Natural Resources and Institutions

Two of these factors can be eliminated with ease coambio rate of inbcremento institutions and land in the unit of time. I believe that Smith was determined exogenously, that is, their time course could be set arbitrarily, without regard to other system variables.

With respect to land, Smith never explicitly states q had a limited supply. Entnces could say that Smith said the amount of land is fixed.

The Labor Force

The growth of labor supply is related to the supply side with the population. In the long term, population growth is regulated by the funds available for human livelihood. Consequently, the wage rate plays a decisive role in determining population size. When wages are high, they encourage early marriage and births increase. The wage rate limit is one that is not high enough to allow an increase in the number, nor low enough to make a forced reduction in the base of the population. Call Smith at this rate, the subsistence wage that corresponds to a constant population. If current wages exceed the subsistence level, population would grow and vice versa.

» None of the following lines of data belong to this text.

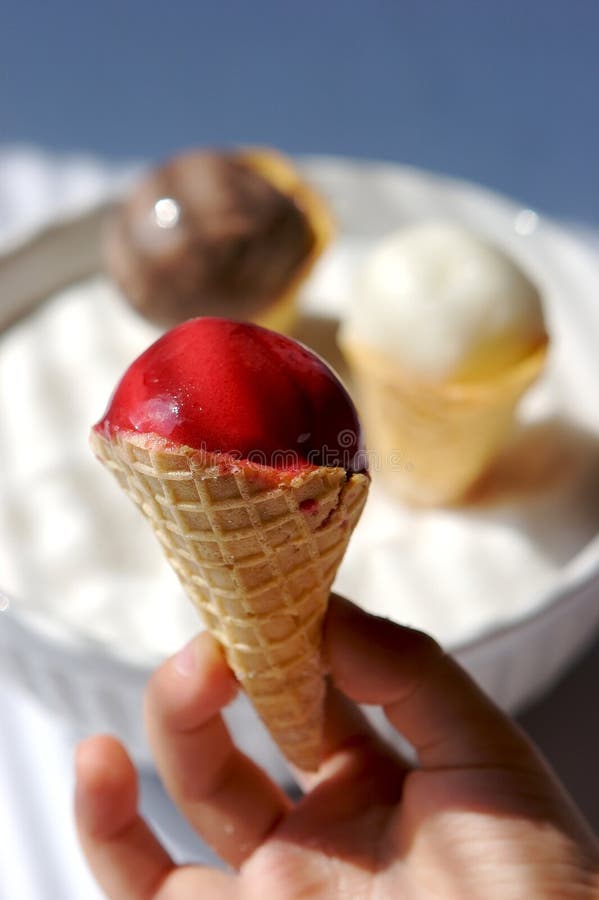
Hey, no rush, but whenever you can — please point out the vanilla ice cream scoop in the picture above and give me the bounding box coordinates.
[345,221,547,382]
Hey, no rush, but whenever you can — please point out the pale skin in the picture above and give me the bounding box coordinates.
[75,595,599,899]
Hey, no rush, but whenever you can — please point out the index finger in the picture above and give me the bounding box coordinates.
[324,595,537,771]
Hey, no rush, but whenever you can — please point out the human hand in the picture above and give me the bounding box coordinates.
[75,595,599,899]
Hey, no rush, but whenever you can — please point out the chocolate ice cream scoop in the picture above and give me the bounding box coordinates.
[103,149,332,330]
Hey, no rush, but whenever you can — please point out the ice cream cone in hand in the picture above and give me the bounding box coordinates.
[91,318,368,770]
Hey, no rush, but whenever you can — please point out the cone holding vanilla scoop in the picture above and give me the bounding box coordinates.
[91,318,369,770]
[340,222,549,506]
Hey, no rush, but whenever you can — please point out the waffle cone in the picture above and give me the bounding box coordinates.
[341,337,548,506]
[91,429,368,770]
[240,148,334,335]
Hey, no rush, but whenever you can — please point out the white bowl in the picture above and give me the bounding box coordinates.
[1,156,599,783]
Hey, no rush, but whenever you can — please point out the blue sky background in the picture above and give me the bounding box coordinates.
[2,1,599,224]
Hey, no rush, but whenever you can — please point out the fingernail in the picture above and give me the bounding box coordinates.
[172,637,198,677]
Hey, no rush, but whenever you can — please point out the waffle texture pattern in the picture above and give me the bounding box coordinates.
[91,429,368,770]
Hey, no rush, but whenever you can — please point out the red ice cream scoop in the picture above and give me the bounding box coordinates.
[94,317,366,475]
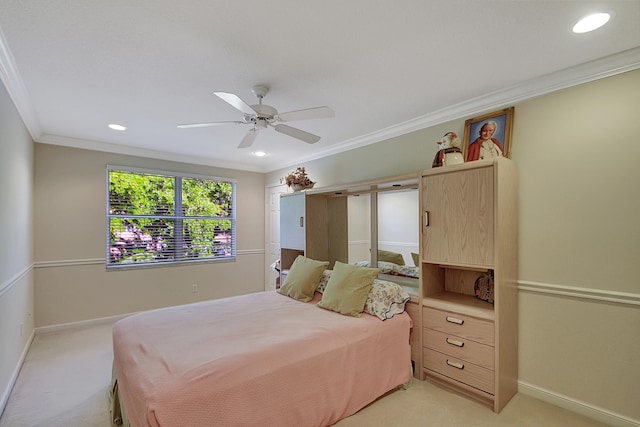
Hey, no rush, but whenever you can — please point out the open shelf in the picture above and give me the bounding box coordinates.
[422,291,494,321]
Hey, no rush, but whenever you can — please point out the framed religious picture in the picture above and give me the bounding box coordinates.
[462,107,514,161]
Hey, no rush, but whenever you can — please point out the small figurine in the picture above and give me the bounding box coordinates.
[432,131,464,168]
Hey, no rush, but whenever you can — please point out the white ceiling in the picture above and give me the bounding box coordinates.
[1,1,639,173]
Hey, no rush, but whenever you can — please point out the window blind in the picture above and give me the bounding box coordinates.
[106,166,236,269]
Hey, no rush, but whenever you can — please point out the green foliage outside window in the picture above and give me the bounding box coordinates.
[107,169,235,267]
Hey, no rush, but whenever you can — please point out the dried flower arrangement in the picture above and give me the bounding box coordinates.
[281,167,315,190]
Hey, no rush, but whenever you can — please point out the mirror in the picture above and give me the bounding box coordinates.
[377,190,419,266]
[347,188,419,294]
[347,193,371,263]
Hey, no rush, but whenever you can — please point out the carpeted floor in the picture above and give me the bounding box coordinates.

On average labor supply is as much as might be possible, in proportion to the amount of work required demand

The demandea of wage labor necessarily increases with the increase of income and capital of nations, and can not increase but in that case. The increase in income and capital is to increase national wealth.

The first equation relates for Labour force growth with income growth and capital. Implies that in an expanding economy will grow population. The second equation tells us something about the course in the rate of wages: in the growing economy are high wage rates in the low and declining rates of subsistence level is characteristic of the stationary states. So what motivates the rise in wages is not the real magnitude of the wealth of the nation, but their steady growth.

Accumulation of Capital

As soon as capital accumulates in the hands of specific individuals, some of which regularly seek to use it in work industrious people, because each individual to continually strives to seek more advantageous employment for the capital you have. As a result while there are higher profits to offset the risk for the investor, capital accumulation continue.

In the course of economic progress, as the existence of capital of the economy grows, profits generally tend to decrease.